HOUSTON -- Following a similar move by Marathon Oil, major oil company ConocoPhillips yesterday said that its board has approved splitting the company into two standalone, publicly traded corporations--one focused on exploration and production, the other on refining and marketing--via a tax-free spinoff of the R&M business to ConocoPhillips shareholders.
As reported yesterday in a Morgan Keegan/CSP Daily News Flash, the separation is expected to be completed in the first half of 2012, at which time chairman and CEO Jim Mulva intends to retire.
"The downstream [image-nocss] part of the business doesn't support necessarily gaining access to new opportunities for resources around the world. ... When you look at the large, integrated oil companies, they are more difficult to value compared to the pure plays upstream and downstream," Mulva commented in a conference call yesterday.

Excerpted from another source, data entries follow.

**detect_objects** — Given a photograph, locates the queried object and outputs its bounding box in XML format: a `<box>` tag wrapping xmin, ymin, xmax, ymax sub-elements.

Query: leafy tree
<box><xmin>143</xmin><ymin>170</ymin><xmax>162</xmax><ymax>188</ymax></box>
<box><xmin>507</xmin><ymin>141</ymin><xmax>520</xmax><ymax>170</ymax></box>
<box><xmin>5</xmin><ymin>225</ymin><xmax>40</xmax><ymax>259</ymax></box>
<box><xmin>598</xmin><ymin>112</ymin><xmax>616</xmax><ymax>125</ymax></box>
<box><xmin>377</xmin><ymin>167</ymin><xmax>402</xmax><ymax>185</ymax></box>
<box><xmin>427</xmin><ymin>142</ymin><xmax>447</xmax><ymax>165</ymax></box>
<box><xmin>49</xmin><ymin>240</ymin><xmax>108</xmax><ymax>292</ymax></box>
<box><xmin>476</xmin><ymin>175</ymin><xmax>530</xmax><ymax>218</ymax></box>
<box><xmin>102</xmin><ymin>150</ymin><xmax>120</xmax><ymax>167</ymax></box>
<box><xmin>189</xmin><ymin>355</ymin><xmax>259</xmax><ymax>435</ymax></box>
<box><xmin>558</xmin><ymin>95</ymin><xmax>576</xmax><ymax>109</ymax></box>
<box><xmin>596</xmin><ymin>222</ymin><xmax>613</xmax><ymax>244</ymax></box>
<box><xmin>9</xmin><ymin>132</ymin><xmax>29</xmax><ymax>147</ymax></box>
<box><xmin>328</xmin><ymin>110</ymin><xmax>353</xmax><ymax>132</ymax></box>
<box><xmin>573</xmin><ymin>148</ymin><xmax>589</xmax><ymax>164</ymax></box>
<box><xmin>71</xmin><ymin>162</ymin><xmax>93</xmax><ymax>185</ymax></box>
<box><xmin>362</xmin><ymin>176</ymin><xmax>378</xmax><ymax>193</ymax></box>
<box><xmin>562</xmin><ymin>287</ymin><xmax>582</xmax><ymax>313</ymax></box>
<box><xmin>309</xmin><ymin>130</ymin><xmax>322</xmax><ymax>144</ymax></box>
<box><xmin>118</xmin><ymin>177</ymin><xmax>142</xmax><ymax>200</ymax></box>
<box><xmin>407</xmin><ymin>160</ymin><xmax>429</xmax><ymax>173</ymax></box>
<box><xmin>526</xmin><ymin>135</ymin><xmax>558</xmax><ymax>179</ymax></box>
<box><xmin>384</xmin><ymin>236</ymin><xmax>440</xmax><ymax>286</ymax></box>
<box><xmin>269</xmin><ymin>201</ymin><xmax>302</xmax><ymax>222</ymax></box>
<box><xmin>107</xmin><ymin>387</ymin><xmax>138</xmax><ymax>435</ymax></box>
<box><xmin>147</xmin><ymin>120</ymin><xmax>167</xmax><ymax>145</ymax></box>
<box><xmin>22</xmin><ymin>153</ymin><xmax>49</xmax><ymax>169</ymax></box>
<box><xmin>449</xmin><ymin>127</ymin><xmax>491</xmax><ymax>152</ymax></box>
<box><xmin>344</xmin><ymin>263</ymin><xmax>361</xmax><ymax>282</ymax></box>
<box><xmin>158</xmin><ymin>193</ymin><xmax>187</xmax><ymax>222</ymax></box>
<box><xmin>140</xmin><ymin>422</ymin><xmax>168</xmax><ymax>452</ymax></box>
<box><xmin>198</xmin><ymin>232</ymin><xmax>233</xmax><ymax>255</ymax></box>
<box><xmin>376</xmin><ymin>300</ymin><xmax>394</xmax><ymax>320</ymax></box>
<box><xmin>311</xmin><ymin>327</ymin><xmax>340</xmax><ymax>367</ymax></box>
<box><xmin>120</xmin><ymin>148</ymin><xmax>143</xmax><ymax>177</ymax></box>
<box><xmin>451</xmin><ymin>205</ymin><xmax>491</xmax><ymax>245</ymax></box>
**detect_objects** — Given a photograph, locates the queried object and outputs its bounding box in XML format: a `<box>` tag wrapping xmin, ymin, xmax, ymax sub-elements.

"We believe more value is created in the formation of two very clear, standalone companies versus accomplishing our objectives of rationalizing our downstream within the integrated oil structure," he added. There is also "greater management focus," he said.
(Click here for a presentation on the separation.)
Earlier this month, Marathon Petroleum Corp. completed its transformation into an independent, downstream energy company, spun off from the now upstream-focused Marathon Oil Corp. (Click here for previous CSP Daily News coverage.)
The separation of ConocoPhillips into two companies does not require a shareholder vote, it said. The separation is subject to market conditions, customary regulatory approvals, the receipt of an affirmative IRS ruling, the execution of separation and intercompany agreements and final board approval.
Following the completion of the proposed separation, ConocoPhillips will be a large and geographically diverse "pure-play" E&P company with strong returns and investment opportunities. The company's strategy of developing new resources, growing reserves and production and continuing its asset sale program will not change, it said.
As a separate company, the as-yet-unnamed R&M business of ConocoPhillips will be a leading pure-play independent refiner with a competitive and diverse set of assets. The new downstream company will pursue transactions and investments across the value chain, it said.
The downstream company may shut down, retool or sell some refineries, reducing its refining capacity, Mulva said on the call. It will have 8,000 branded marketing units. "We like our model of wholesale marketing," he said.
Under the contemplated plan, both companies will be well positioned with financial strength and flexibility and experienced management teams.
"Consistent with our strategy to create industry-leading shareholder value, we have concluded that two independent companies focused on their respective industries will be better positioned to pursue their individually focused business strategies," said Mulva, who until his retirement will continue to serve as ConocoPhillips' CEO and lead the separation efforts. "Both companies will continue to benefit from the size and scale of their significant high-quality asset bases and free cash flow generation, allowing them to invest and create shareholder value in a changing environment."
The work to determine the detailed allocation of assets and liabilities, the management and governance of the companies, and the mechanics of completing the separation will begin immediately.
ConocoPhillips is an integrated energy company with interests around the world. Headquartered in Houston, the company had approximately 29,600 employees, $160 billion of assets, and $226 billion of annualized revenues as of March 31, 2011.